Think of chocolate selling and how it’s done. Traditionally, it’s been about bars of the sweet stuff being made available in different sized packets and displayed on a counter or, for the more discerning, wrapped in individual, bite-sized pieces with a price to match. What it has not been about is a reach-me-down chic store environment that shows the process by which chocolate is produced, with a view to encouraging engagement and dwell time. Yet that is the reality of the new Roast & Conch store in the Seven Dials area of Covent Garden.  

The idea is that of Hotel Chocolat co-founder and managing director Angus Thirlwell. He says the underlying idea behind what’s been done at this two-floor store is to take shoppers through the process that leads from cocoa pod to a cup of hot chocolate. 
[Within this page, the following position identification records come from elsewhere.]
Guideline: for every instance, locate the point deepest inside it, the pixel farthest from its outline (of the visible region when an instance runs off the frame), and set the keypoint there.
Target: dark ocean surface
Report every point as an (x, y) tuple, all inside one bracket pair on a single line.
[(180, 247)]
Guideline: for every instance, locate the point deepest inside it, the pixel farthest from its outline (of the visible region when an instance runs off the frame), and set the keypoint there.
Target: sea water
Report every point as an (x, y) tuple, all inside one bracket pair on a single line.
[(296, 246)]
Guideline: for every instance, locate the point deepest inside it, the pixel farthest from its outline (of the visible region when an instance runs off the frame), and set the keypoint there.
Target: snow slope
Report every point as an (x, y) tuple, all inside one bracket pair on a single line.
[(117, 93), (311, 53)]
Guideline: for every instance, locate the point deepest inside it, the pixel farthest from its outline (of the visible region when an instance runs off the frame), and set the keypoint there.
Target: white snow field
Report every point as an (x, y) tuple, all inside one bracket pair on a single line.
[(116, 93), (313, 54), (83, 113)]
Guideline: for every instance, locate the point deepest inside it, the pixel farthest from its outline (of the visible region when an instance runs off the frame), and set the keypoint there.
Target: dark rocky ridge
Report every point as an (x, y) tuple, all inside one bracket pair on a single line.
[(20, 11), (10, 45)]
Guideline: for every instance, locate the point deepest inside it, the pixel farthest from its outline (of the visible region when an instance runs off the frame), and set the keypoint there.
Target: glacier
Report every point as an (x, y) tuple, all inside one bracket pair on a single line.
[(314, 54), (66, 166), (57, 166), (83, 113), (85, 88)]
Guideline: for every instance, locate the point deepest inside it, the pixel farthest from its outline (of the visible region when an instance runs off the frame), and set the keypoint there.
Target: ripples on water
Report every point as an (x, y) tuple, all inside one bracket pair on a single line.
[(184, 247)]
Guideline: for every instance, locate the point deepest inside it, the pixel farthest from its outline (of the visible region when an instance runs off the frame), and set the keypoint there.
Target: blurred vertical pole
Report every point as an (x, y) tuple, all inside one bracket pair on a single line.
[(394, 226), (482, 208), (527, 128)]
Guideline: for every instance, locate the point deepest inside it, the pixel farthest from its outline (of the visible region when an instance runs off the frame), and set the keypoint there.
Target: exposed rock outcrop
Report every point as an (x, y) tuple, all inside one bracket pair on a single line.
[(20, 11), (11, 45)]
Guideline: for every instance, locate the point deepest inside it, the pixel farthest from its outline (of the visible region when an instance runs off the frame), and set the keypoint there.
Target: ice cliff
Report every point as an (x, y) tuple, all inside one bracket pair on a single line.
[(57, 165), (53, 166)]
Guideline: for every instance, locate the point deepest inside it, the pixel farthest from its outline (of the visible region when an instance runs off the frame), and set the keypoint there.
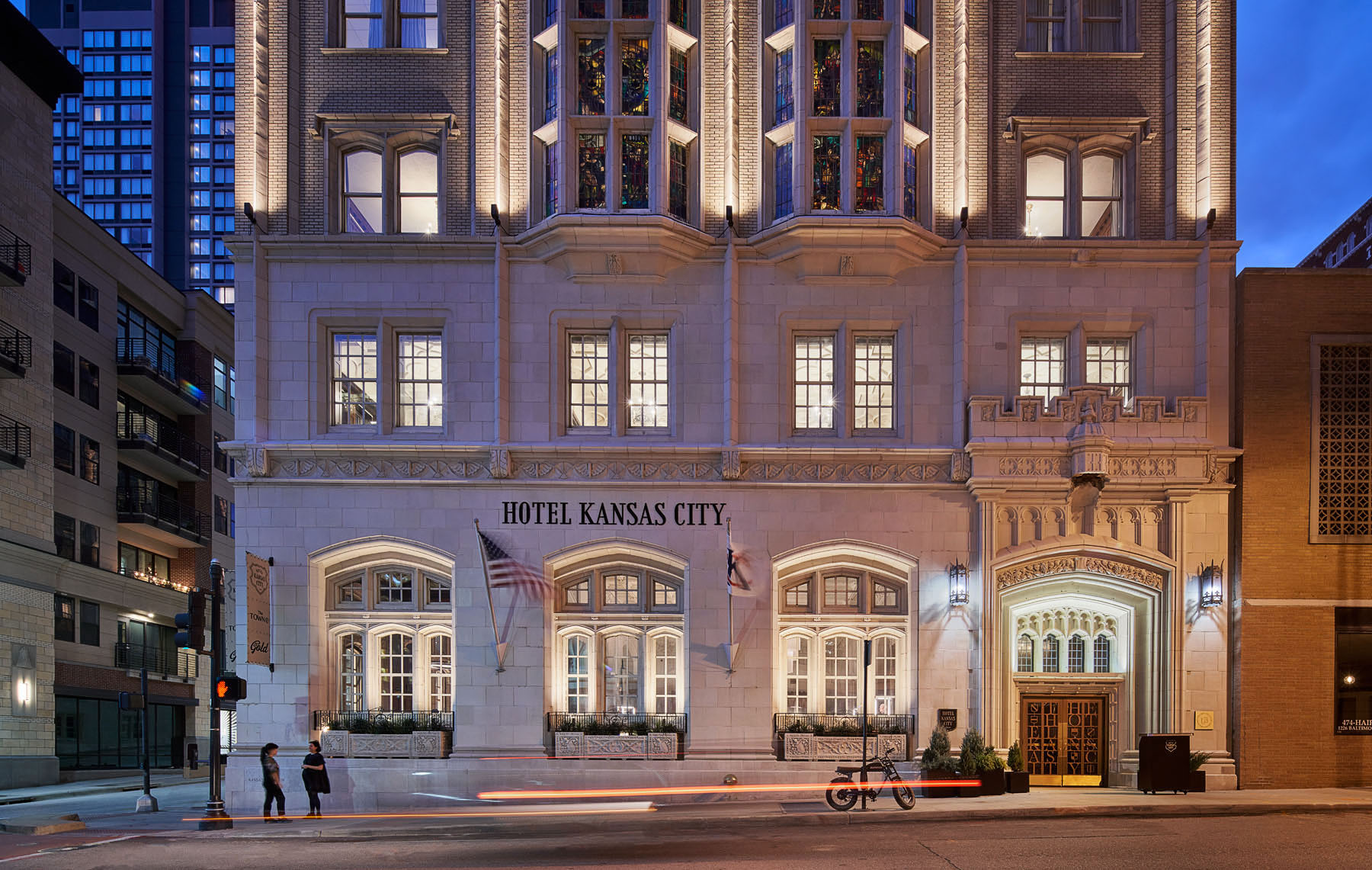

Arriving at the store, the first thing you notice is that there is actually no mention of the words Hotel or Chocolat on the store exterior. In fact, this looks, for all the world, less like a chocolate shop and a great deal more like a cafe. To an extent the impression is confirmed when you pass beneath the awning and wander into the store. 

To the left is a complex piece of machinery that has, apparently, something to do with the beans that are taken from a cocoa pod. Head downstairs and the engine room of this process becomes apparent. As well as being a cafe, much of the counter is a quasi-factory – with space set aside for crushing the beans to a paste, heating the resulting mixture and then using the outcome to form the basis of a chocolate drink.

All very informative and when coupled with the constant images of the Hotel Chocolat (yes, it exists and is at the heart of the retailer’s cocoa plantation on St Lucia) with its lush tropical surrounds, then you might be tempted to dig deep. And if you do so, then the rough-hewn ambience of the basement, with its used wood and rusting metal may just persuade you that you’re part of a Caribbean stage set.

A cut above

Heading upstairs you begin to realise that as well as a cocoa factory and a place where you can take the weight off your feet, this is a chocolate and chocolate derivatives shop. However, in place of the usual shiny wrappers and gold or silver foil, the packaging looks almost recycled and for those seeking a gift, there is a distinctly premium feel to the offer. 

And this perhaps is the point of Hotel Chocolat as a brand and Roast & Conch as a store. This may appear to be at the top end of the market – that’s what this kind of rough luxe environment usually indicates, but it is only a notch or two above what many of the other mid-market operators are doing. The clever part about all of this is that this is a retailer that has seduced shoppers by providing them with alternative environments as far as chocolate selling is concerned and carrying them with it into a different part of the market.

Mass premium is one of those dreadful phrases that gains currency owing to its relative utility and in this instance it is quite hard to see another term that might more readily be applied. In essence, Hotel Chocolat succeeds by being more expensive than you might normally consider when buying chocolate, but it is not prohibitively so. The other point is that this format from Hotel Chocolat succeeds by breaking the conventionally accepted norms. 

Rough luxe is something that has been happening in fashion for some years now, but when it comes to the world of food it is only slowly gaining traction. For the moment at least, this is a retailer that is leading the way in terms of how a specific commodity can be offered.